Bryan Knowles: I wouldn’t call it a fool’s errand, but it’s very difficult. We have a number of stats measuring offensive line play – adjusted line yards, adjusted sack rate, pressure rate, stuffed percentage, power success and so on – but it’s all sort of only covering the offensive line in a reflective sense. Skill position players are easy – so and so passes the ball, so and so catches it, so and so runs off-tackle – but how much credit do you give the line for each play, and how do you separate that from overall team success? That’s a real challenge, even before you start to think about crediting individual linemen.

We’ll likely never have DVOA or DYAR for linemen, because any useful rating system for linemen has to include subjective factors.
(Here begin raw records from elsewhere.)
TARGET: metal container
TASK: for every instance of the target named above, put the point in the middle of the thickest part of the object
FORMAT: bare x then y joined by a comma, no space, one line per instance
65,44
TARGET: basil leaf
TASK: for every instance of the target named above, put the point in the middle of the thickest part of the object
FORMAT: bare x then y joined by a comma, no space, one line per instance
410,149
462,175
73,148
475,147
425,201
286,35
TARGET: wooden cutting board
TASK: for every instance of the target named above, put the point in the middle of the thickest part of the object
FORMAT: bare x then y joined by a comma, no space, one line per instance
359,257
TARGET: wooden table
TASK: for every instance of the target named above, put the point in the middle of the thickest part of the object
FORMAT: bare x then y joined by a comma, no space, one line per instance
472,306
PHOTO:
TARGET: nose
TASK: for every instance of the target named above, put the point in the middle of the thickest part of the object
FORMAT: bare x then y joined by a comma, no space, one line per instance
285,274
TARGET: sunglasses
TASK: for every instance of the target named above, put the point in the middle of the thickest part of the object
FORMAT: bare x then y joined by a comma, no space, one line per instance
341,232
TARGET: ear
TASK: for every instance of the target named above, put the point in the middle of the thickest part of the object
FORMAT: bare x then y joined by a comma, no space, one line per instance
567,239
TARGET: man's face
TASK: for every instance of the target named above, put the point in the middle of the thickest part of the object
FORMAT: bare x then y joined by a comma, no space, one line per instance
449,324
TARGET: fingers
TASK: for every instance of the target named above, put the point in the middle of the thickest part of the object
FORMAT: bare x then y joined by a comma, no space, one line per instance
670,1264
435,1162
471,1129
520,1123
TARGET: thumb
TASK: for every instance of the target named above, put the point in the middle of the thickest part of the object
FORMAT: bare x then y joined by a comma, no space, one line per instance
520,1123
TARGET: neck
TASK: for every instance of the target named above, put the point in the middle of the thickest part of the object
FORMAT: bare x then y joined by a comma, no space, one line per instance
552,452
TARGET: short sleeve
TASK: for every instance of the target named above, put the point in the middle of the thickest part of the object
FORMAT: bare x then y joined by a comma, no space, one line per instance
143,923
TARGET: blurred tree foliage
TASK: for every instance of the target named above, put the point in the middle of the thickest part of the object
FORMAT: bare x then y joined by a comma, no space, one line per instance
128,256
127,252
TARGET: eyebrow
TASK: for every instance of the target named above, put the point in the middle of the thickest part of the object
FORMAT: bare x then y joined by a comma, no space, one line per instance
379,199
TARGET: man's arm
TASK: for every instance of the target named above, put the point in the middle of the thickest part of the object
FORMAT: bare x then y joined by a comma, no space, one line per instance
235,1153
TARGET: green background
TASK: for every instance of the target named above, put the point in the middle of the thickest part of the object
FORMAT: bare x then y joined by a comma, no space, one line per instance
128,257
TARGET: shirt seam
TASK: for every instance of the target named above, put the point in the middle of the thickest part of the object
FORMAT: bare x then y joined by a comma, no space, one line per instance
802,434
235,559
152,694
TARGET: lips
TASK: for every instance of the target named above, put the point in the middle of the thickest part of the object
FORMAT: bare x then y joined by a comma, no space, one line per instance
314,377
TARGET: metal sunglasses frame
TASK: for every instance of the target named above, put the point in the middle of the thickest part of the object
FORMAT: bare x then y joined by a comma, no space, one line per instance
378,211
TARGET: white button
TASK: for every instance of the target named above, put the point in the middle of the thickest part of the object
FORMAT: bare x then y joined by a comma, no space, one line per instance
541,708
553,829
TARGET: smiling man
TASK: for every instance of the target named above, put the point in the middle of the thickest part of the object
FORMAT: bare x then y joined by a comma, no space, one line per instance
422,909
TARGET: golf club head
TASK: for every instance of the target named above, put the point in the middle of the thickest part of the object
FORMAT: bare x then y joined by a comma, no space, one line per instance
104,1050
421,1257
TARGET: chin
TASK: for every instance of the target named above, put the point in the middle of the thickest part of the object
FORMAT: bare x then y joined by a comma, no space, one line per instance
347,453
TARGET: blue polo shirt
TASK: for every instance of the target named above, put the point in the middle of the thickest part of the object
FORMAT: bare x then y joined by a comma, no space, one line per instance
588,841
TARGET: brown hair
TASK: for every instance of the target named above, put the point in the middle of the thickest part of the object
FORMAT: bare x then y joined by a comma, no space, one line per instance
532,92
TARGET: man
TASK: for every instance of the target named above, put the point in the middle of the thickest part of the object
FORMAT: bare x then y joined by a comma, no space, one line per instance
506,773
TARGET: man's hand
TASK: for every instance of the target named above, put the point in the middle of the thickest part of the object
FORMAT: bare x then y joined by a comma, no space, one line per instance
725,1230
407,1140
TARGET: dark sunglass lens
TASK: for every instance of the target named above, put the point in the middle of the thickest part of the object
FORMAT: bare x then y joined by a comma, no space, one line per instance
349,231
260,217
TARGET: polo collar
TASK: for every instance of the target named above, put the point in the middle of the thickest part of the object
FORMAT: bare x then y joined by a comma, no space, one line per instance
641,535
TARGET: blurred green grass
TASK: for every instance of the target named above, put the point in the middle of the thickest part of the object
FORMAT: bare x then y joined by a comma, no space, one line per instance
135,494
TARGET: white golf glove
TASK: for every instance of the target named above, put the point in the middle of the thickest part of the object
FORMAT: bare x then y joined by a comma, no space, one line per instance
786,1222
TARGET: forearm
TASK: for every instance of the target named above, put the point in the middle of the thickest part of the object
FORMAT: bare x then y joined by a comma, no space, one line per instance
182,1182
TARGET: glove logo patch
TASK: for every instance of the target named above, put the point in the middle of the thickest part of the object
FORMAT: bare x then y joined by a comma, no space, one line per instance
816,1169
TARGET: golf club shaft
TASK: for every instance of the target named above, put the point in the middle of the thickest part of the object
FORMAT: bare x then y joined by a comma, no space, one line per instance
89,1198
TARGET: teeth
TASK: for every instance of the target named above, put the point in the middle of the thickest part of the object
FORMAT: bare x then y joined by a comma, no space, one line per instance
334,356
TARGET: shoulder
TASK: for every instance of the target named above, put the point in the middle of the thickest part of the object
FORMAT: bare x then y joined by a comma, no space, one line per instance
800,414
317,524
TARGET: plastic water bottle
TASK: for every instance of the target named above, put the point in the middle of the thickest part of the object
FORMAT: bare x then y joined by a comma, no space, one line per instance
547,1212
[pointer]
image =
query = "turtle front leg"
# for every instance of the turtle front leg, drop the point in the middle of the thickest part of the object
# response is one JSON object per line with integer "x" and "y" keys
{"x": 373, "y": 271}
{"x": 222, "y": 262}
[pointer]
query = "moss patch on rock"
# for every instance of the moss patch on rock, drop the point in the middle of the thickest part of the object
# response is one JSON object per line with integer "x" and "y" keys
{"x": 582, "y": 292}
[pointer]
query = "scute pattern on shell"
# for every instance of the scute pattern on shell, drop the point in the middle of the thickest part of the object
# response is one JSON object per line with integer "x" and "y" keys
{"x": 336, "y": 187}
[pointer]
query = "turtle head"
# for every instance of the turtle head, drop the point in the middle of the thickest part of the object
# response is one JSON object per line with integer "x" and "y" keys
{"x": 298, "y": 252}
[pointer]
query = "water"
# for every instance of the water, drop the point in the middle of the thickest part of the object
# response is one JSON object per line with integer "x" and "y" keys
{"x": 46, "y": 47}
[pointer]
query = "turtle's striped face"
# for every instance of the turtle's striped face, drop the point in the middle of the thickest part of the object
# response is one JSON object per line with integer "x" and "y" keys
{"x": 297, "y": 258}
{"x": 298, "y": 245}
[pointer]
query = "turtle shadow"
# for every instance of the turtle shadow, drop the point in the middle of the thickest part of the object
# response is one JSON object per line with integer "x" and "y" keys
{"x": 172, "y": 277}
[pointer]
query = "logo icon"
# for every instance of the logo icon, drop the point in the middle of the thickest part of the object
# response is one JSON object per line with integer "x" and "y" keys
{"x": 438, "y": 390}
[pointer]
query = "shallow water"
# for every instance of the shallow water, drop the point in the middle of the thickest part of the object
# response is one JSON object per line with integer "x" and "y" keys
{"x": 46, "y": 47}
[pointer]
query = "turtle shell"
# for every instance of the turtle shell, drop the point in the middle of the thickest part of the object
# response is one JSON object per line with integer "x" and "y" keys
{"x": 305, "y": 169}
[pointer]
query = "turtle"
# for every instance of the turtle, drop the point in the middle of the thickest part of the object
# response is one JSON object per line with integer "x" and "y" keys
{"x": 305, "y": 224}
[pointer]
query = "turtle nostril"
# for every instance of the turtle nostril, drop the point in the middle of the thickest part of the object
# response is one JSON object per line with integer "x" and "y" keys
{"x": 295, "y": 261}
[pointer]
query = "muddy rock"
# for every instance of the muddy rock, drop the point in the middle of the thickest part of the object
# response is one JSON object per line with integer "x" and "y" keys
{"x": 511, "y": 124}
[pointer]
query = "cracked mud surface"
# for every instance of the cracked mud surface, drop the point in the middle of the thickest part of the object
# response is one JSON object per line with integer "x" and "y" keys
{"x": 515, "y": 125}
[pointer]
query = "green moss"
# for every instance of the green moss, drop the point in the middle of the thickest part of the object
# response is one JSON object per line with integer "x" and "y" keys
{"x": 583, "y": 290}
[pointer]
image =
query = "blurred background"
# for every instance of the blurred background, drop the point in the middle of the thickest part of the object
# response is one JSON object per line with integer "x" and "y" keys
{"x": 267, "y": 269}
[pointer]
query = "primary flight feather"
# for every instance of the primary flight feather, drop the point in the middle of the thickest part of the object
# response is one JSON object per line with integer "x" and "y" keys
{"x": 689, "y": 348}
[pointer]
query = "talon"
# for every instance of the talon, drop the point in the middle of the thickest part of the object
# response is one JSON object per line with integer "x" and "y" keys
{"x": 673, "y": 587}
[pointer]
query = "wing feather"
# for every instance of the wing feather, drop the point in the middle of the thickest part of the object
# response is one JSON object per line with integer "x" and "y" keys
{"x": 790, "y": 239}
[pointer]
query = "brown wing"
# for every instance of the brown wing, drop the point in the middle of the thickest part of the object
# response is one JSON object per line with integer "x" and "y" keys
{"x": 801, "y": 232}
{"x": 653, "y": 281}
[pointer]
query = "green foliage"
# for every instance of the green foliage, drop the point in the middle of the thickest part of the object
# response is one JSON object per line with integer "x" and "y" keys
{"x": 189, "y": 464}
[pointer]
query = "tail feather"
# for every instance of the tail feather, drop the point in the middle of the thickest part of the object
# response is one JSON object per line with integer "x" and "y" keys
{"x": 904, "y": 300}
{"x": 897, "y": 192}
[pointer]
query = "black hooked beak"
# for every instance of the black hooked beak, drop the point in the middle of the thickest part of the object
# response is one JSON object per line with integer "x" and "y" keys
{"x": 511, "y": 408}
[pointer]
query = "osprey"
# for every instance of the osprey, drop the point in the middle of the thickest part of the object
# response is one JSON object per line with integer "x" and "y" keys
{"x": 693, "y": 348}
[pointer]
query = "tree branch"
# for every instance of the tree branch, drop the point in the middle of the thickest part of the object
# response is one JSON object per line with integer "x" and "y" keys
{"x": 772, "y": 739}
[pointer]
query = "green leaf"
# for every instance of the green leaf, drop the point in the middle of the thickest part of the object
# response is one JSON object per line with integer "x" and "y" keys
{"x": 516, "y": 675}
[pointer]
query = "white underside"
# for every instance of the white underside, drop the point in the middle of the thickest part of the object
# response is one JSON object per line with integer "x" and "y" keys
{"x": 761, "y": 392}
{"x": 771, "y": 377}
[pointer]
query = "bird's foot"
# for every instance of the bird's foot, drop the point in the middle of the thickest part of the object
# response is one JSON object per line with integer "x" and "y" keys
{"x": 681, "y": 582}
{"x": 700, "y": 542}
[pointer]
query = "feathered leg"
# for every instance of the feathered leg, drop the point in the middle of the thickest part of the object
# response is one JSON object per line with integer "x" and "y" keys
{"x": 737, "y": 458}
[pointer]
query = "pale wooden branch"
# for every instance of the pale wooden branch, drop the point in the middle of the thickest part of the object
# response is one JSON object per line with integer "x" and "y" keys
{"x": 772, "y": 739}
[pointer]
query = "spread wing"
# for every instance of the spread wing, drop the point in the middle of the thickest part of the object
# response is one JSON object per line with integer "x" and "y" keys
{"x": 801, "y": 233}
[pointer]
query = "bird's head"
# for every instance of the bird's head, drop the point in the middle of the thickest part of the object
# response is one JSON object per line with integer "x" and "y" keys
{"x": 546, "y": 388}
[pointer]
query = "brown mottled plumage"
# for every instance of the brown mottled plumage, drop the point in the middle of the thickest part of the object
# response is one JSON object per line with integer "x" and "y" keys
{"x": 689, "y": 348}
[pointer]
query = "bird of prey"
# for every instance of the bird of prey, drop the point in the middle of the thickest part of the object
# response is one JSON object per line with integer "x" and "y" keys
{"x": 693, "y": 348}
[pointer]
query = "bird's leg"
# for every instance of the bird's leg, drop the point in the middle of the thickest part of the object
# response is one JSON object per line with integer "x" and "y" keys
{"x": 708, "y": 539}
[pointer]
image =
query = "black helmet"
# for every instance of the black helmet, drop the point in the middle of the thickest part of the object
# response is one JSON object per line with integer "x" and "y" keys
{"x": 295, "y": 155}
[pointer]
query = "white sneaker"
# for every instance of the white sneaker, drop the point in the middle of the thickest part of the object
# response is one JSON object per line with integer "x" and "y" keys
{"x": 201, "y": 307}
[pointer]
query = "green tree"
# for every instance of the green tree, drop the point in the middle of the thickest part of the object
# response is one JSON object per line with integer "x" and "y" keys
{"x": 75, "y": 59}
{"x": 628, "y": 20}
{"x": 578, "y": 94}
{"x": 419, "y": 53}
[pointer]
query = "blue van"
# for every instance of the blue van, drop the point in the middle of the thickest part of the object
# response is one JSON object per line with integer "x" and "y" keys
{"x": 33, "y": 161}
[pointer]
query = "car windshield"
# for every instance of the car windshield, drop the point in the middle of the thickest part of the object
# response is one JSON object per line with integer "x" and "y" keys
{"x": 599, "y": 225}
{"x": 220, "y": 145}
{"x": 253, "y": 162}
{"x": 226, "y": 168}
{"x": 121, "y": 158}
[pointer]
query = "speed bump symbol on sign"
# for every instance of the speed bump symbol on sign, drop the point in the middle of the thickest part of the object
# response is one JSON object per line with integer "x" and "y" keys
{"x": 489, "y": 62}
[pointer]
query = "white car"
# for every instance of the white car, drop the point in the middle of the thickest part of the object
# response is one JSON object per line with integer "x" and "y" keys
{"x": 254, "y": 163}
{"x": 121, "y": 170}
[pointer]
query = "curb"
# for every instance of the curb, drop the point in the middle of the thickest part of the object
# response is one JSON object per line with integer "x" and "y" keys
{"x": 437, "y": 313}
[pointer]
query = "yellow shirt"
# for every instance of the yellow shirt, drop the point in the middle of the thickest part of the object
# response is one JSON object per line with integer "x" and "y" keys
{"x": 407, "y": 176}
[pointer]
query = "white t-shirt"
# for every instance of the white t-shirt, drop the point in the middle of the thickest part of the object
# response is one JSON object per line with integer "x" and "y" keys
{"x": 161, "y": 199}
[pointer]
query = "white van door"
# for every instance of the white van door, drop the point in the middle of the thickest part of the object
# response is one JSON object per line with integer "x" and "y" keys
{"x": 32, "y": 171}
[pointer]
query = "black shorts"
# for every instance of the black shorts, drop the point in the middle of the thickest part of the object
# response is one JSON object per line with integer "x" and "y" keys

We keep track of these things – our partners at Sports Info Solutions chart blown blocks on both the individual and team levels, and try to credit sacks to individual linemen – but without knowing the actual blocking assignments on each play, many of these decisions are going to be judgment calls. Which lineman was responsible for the lineman who split the A-gap; did the left tackle blow his block or did the quarterback hold the ball for too long, and so on and so forth. The nice thing about DYAR and DVOA is that it’s objective – play X gained Y% more yards than average against a defense that is Z% better than average. While we tinker and work with the system in the offseason to make it more predictive, we’re not assigning subjective qualities to each play and presenting it as a final rating. We prefer to let the rating speak for itself, and then write about more subjective and charting elements that help interpret the numbers (see our annual adjusted interception article, for one). That’s not really possible to do for offensive linemen with the data we currently have, and so we’re it’s unlikely that we’ll roll out a new rating system in the near future.

That being said, the data is always improving. We have a new partnership with EdjSports which gives us some more tools to use, and the NFL’s Next Gen Stats are providing more and more interesting stuff each year. I doubt we’ll have an offensive lineman-specific stat in the near future, but we may be able to provide more splits – which teams run best with a pulling guard, or which linemen get extra blocking help from tight ends on a regular basis. We’re always looking to provide new things!